While we have worked hard to make importing data into Open Context simple, imports still require some understanding of the ArchaeoML data model behind Open Context. Therefore, Open Context editors are the main users of Penelope and they import data on behalf of contributors and work closely with data authors to ensure that the data are published in a logical and appealing way. In the future, we hope to further automate the import process, eventually making it easier for users to "self-publish" their data. However, as Open Context's content is editorially verified, some editorial involvement will always be required.

While Penelope is very flexible and can accommodate most datasets, some preparation is required before importing data. Most of this preparation involves documenting a dataset so that it can be understood by Open Context's editors and future users of the content, including other researchers and students. Below we describe how to prepare your data for smooth publication in Open Context.

Data Preparation

  1. Good Database Design: Good database design from a project's start makes eventual data publication easier. Normalization (removal of redundant information) helps to maintain data quality. Maintaining consistency is also important. For example, numeric data fields should contain only numeric data. If additional notation or explanation is required for some numeric information, these should go in other fields. Data validation (error checking) practices throughout data collection will speed data publication and help make the published data more valuable and easier to use by others.

  2. Clean-up and Edits: Publishing data in Open Context is a form of publication, but one that differs from journal articles or books. Because datasets are often fairly "raw," one should not expect perfect spelling, grammar, or compositional excellence in daily logs, database comment fields, etc. Spelling problems in these fields will probably have little impact on the overall usability of contributed data. However, some errors have greater impact. For instance, nominal values (terms used over and over again), such as the terms used to describe artifacts in a small finds database ("lamp," "coin," "spindle-whorl"), should be consistent (in terms of plurals, terminology, and spelling) to aid search and understanding. Identifiers for objects or contexts (such as "catalog #," "locus #"), especially those that have associated descriptive information should also be free of errors.

  3. Decoding: To speed up data entry, many people use coding systems as a convenient way to record data. However, these coding systems may be unintelligible without explanation. To facilitate understanding of a dataset, our preferred practice is to request that data contributors replace code with intelligible text before import.

  4. Description and Explanation: Each field of every dataset must have some narrative description to aid interpretation, even if only a sentence or two. Sometimes certain values in these fields should also be described, especially if data contributors employ terminology that is not widely used by their colleagues.

  5. Structural Relations: Archaeologists often manage their data in relational databases with complex structures. These structures need explanation so that editors can perform the proper queries to extract data. Specifically, we will need to know the primary and secondary (foreign) keys in each table.

  6. Locations and Objects: Open Context creates a separate web page (retrieved at a URL) for every location and object, person, and media file it publishes.
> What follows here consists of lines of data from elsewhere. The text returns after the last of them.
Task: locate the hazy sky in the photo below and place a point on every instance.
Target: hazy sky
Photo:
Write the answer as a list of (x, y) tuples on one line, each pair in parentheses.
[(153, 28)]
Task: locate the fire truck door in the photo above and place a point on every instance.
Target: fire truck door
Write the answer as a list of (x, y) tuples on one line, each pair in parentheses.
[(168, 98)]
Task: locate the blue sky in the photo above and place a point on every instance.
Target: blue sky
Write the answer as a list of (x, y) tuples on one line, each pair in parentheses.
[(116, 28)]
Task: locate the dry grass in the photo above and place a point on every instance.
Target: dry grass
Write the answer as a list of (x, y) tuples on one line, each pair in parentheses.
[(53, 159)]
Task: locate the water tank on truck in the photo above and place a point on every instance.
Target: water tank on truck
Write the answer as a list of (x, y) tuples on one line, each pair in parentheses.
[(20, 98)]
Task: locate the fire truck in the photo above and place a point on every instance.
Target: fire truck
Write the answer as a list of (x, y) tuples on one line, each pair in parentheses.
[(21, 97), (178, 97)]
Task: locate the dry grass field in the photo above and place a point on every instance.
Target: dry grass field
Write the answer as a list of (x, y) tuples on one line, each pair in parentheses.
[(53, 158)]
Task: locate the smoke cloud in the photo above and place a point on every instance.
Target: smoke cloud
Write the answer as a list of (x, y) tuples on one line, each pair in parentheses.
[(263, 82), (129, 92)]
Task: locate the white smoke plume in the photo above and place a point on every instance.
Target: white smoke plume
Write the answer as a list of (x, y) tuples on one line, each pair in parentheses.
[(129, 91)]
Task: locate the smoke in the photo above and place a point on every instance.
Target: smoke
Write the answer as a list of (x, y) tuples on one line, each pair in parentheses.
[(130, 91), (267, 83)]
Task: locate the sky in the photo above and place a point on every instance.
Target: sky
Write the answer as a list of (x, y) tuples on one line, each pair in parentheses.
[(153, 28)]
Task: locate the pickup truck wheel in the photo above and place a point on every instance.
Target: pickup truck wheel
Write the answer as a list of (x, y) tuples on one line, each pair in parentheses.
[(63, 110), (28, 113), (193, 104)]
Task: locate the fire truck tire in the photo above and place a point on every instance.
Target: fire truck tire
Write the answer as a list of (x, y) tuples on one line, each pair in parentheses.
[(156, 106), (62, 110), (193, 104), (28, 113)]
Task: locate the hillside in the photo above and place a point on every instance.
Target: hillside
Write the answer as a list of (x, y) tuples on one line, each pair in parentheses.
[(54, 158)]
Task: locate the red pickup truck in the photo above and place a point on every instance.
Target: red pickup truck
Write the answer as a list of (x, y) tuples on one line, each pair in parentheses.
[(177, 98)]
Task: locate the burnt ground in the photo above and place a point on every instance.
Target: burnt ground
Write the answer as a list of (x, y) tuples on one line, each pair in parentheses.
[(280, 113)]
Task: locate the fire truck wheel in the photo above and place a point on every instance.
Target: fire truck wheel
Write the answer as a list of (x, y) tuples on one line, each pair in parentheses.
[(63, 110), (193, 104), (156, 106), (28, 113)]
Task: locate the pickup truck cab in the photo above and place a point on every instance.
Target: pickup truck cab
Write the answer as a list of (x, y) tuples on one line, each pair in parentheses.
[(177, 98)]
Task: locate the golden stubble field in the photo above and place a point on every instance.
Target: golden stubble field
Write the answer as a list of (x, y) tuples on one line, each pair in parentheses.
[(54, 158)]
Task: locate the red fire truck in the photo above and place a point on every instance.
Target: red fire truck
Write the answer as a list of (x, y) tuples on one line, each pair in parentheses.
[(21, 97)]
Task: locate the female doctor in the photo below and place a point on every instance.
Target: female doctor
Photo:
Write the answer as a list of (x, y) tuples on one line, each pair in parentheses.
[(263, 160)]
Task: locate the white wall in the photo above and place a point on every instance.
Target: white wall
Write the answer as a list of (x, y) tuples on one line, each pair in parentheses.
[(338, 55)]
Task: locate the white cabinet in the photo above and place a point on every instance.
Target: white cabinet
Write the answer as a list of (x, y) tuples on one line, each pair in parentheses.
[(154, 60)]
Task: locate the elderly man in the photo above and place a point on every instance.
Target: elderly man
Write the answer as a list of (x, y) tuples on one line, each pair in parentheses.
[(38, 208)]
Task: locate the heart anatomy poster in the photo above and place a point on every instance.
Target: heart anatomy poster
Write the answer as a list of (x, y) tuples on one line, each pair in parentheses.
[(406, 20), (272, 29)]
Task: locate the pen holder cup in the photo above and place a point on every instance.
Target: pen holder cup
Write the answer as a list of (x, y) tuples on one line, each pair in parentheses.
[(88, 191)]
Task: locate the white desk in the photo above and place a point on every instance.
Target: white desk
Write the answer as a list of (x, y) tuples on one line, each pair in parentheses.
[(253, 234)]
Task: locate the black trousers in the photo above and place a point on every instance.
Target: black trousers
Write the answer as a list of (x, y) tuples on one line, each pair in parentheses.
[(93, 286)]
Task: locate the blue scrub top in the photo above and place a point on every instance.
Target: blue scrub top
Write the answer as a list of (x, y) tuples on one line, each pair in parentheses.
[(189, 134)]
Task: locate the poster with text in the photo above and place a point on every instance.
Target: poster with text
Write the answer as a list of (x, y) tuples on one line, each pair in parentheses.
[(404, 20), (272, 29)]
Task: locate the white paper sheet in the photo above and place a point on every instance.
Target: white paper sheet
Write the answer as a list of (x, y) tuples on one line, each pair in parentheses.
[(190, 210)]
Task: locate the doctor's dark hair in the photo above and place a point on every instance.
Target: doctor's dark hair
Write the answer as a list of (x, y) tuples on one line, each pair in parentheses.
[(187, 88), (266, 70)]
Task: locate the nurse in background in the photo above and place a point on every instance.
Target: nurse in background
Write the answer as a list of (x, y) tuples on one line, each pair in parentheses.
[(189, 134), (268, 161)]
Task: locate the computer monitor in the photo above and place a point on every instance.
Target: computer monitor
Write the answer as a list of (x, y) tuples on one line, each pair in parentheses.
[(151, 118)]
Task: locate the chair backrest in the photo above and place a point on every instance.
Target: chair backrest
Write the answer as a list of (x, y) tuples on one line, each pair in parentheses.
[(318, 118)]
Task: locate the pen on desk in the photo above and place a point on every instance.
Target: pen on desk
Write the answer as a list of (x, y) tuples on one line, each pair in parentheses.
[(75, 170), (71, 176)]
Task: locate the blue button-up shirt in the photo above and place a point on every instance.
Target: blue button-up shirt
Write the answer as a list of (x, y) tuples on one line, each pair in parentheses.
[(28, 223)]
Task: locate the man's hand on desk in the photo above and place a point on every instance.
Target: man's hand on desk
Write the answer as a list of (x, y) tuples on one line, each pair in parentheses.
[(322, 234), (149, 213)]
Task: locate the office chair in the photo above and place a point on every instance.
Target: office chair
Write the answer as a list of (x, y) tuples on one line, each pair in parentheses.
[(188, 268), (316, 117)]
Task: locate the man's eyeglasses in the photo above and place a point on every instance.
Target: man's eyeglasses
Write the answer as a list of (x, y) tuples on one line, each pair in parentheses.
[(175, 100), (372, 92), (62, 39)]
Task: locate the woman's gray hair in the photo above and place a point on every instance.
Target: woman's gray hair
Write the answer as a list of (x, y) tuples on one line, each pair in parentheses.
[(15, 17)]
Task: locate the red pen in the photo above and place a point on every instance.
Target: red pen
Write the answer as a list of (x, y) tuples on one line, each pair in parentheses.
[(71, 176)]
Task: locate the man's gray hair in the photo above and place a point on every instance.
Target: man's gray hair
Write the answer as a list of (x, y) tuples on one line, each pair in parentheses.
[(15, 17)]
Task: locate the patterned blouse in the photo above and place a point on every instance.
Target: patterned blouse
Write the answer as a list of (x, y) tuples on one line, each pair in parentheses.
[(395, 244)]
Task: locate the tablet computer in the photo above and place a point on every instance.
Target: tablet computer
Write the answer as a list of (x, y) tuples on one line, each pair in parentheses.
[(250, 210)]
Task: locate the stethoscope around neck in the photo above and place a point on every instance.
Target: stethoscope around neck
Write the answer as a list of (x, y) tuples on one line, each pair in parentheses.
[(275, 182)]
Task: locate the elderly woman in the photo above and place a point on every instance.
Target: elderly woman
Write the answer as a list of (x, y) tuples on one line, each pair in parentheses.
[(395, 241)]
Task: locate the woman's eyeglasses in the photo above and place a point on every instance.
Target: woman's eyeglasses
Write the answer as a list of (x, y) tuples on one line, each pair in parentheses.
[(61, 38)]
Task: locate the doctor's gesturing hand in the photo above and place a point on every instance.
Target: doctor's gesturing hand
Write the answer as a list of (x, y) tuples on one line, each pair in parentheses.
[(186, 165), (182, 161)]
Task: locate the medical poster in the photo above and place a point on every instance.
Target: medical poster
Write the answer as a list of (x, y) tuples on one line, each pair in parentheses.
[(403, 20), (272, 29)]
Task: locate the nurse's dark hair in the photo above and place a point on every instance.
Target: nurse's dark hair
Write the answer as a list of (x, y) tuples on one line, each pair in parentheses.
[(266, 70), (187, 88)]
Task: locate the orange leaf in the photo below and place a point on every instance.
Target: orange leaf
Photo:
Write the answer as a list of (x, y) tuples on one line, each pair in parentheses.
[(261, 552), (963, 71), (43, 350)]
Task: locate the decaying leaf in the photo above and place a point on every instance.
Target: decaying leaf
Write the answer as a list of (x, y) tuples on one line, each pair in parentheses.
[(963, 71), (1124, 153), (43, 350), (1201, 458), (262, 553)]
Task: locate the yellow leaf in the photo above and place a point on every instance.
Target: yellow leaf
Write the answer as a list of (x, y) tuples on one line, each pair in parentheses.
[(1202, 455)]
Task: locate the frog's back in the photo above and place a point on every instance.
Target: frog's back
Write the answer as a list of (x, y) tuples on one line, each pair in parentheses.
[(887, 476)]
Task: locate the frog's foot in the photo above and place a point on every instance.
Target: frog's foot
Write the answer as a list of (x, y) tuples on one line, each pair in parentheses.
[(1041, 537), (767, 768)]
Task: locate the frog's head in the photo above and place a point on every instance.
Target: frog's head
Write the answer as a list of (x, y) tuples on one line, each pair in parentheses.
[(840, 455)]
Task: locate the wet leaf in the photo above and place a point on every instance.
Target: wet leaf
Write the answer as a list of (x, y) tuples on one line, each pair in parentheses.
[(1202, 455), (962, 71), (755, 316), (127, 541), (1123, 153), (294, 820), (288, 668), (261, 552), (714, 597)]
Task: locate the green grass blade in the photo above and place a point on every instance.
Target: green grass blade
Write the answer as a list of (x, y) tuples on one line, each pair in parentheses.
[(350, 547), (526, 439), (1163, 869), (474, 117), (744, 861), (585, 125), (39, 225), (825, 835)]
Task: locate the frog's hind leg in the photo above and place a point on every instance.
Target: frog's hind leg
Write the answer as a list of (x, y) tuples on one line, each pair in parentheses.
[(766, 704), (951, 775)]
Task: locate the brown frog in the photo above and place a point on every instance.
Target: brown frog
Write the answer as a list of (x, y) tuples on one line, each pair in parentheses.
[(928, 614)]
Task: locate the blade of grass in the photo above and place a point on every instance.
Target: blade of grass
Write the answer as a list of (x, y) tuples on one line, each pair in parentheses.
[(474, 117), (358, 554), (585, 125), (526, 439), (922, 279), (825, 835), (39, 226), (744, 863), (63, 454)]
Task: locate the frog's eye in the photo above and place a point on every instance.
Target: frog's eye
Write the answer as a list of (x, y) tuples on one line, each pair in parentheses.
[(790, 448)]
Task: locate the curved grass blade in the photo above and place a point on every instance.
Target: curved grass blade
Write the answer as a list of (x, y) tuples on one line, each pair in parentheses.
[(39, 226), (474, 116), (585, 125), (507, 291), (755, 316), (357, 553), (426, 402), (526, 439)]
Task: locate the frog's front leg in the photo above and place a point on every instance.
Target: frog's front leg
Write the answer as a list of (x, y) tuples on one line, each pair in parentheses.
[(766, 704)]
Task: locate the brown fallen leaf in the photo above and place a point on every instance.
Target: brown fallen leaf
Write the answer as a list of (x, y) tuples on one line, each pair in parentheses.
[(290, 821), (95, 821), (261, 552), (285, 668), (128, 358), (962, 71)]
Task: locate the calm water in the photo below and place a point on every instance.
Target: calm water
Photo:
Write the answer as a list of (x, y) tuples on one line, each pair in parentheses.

It is important to let Open Context editors know which fields represent identifiers for different locations and objects (archaeological sites, archaeological contexts, survey tracks, artifacts, ecofacts). Ideally, some descriptive information should be made available for each identified location and object, including excavation areas or trenches, even if these descriptions are only in narrative form.

  7. Images and Media: Images and other media comprise an important component of archaeological documentation. Each individual media file must be clearly and unambiguously linked to one or more specific records in the dataset (such as records of excavation contexts, people, excavation log records, artifact records, etc). The data contributor should prepare a separate table listing each image file name, an image description (if desired) and the number / identifier of the object or place the image describes.

  8. Abstract and Background: Each project should have a narrative abstract or background description. This should provide introductory information describing the project goals, key findings, as well as methods and recording systems. For large projects, contributors can also provide additional supplemental background descriptions of specialist analyses. These materials may be submitted in Microsoft Word (or similar) format.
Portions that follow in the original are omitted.